R. Es que no podemos pasar de los hábitos de vida. No podemos contrarrestar hábitos tóxicos con unas pastillas. Parece una ingenuidad atrevida darle virtudes milagrosas a fármacos para que neutralicen el tabaco, una dieta perniciosa (aunque sea deliciosa), el sedentarismo, el estrés, el exceso de alcohol, etc. Hay que ser conscientes de nuestros propios vicios y asumir el riesgo. La prevención primaria, en la inmensa mayoría de la población, debe estar basada en la corrección de los hábitos de vida y no en un excesivo incremento del gasto de farmacia. La adecuada y responsable utilización de la aspirina, anticoagulantes orales, antihipertensivos o las estatinas, ofrecen una razonable prevención primaria siempre que se acompañen -y no sustituyan- a la modificación de los hábitos de vida.

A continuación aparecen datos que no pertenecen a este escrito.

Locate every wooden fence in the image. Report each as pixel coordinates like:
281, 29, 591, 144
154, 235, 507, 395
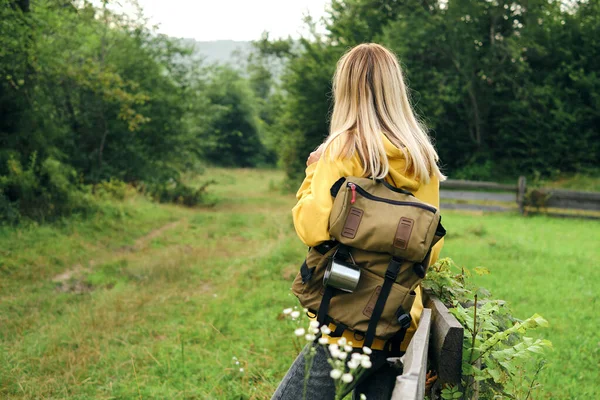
440, 177, 600, 218
392, 293, 464, 400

El panorama en la prevención secundaria es algo diferente. La corrección de los hábitos de vida sigue siendo la medida más eficaz, pero a pesar de ello, y a pesar de haber tenido un ictus, más de la tercera parte de los pacientes no siguen las recomendaciones que se le dan en el momento del alta hospitalaria. Parte de la culpa la debemos asumir los médicos y debemos analizar con una dosis generosa de autocrítica si se nos nota más entusiasmo cuándo recetamos un fármaco, o cuándo hacemos recomendaciones de dieta, tabaco o ejercicio físico.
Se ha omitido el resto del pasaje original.